First Snow seems to have dissenters in regards to the ending. The final sequence is set up consistently throughout. When you think about it, how else could it end?
Friday, January 11, 2008
The first AVP actually worked for me. You could tell that director Paul W.S. Anderson was a fan of the series. It was back to the basics of the first Alien movie: a bunch of humans trapped in confined space with an alien. Only in AVP, you also had the Predators there hunting the aliens down. I think it gets a bad rap for being a soft movie with a Pg-13 rating, but really it was just a well done film for the genre. I expected much less and got something pretty decent. Anderson did much the same with the first Resident Evil and Mortal Kombat films... neither one of those were really good, but they weren't awful either.
So going into AVP2, I thought hey... remember last time... this could end up being kind of fun. Boy was I wrong...not a good time. My gal Reiko Aylesworth from 24 stars as one of the human fodder in the war between the aliens... she is a mom just back from Iraq who's daughter has lost touch with her. Steven Pasquale from Rescue Me is also here as a troublemaker coming home to a small Colorado town to find his way. There are more people, but none of them are worth mentioning.
The aliens have infected the predator from the first film and cause the ship to crash land on Earth. A mercenary predator gets the last transmission broadcast and sets out to hunt down those damn facehuggers. Cue the small town life... bullies ... pregnant women... all are fair game here. Hardly any back story is set up which would be impossible with all the humans here. Pasquale never really gets anything to do except to follow his friend the sheriff around to each new scene.
Reiko, playing a soldier, doen'st get going until the last twenty minutes. One would think being a soldier she would be pretty badass ala Ripley in the first two Alien films... no no not here.
The first time directors, The Strause Brothers, missed out on a big time chance to really establish this franchise here. I know that the budget was slashed from the first film with the effects looking somewhere on par with a SciFi channel film... hell Battlestar Galactica looks better. My friend commented quite accurately that one scene looked like it was from the remnants of a Babylon 5 episode. So the budget isn't there... you can work around that. You've got a badass leading actress who looks as good sweaty as you can find in an action film... you've got a previous film that has gotten a lot of attention and everyone is just waiting for you to do something good... and then you give us this? Action and sci-fi fans deserve better.

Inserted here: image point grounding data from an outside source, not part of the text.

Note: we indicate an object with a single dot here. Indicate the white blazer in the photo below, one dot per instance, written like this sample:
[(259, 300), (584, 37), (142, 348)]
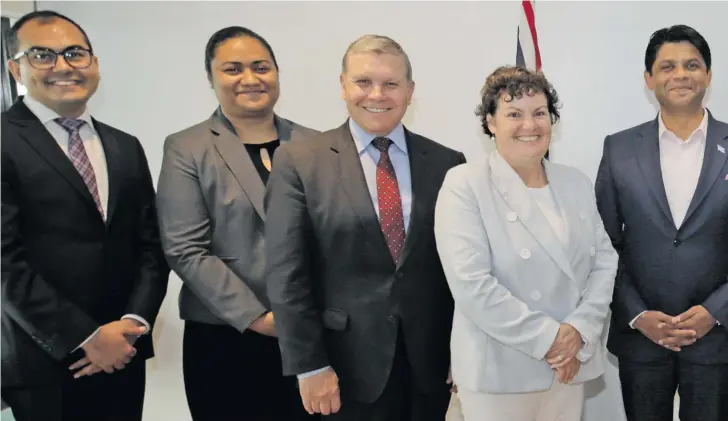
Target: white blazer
[(514, 282)]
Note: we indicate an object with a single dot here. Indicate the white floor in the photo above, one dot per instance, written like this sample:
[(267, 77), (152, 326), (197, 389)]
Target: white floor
[(454, 413)]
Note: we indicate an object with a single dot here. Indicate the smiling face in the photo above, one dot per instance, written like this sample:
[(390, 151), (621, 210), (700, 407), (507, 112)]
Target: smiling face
[(679, 76), (62, 88), (376, 90), (522, 127), (244, 77)]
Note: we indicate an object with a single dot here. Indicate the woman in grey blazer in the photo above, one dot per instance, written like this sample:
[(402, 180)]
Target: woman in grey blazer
[(528, 262), (210, 203)]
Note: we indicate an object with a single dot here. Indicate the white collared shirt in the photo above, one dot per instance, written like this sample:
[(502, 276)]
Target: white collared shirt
[(681, 162), (97, 157), (91, 142)]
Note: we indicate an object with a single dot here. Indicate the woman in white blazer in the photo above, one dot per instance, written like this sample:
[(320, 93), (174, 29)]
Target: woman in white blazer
[(528, 262)]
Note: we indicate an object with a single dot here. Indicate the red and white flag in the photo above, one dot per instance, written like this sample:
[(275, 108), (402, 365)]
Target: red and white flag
[(527, 51)]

+ 5 for Reiko... we'll always have 24.
Thursday, January 10, 2008
I've just been busy. It seems with the large influx of people to the theatres this holiday season, I've found less time to update this site and watch movies. I'll get crackin' on that this week. First up is Reiko Aylesworth AKA Michelle Dessler of 24 starring in AVP 2 and that poorly reviewed Lindsay Lohan movie that sounds so bad I have to see it.
Here is a feature about my boy Baron Davis's favorite films of the year. Not too bad considering... although he does knock Zodiac.
Thursday, January 3, 2008
Closure is the tale of a business woman named Alice (Gillian Anderson) who hooks up with her young fellow (Danny Dyer) who is installing her security system. She dresses him up and takes him to a company party where they indulge in some alcohol and steamy sex in the woods. A perfect evening is ruined when the happy couple hit a moose. In the process of moving it off the road, they are assaulted and Alice is raped.
The rest of the film devolves into The Brave One times Straw Dogs times Showtime cable crap. There just isn't any character development at all so when the heinous act happens the audience doesn't care. Very limited dialogue so as not to show the fact that Anderson is using an awful British accent.
Closure is a waste of film. The only thing I got out of it was that Gillian Anderson is now in damn good shape. Otherwise, this was 80 minutes I could have been watching X-Files reruns.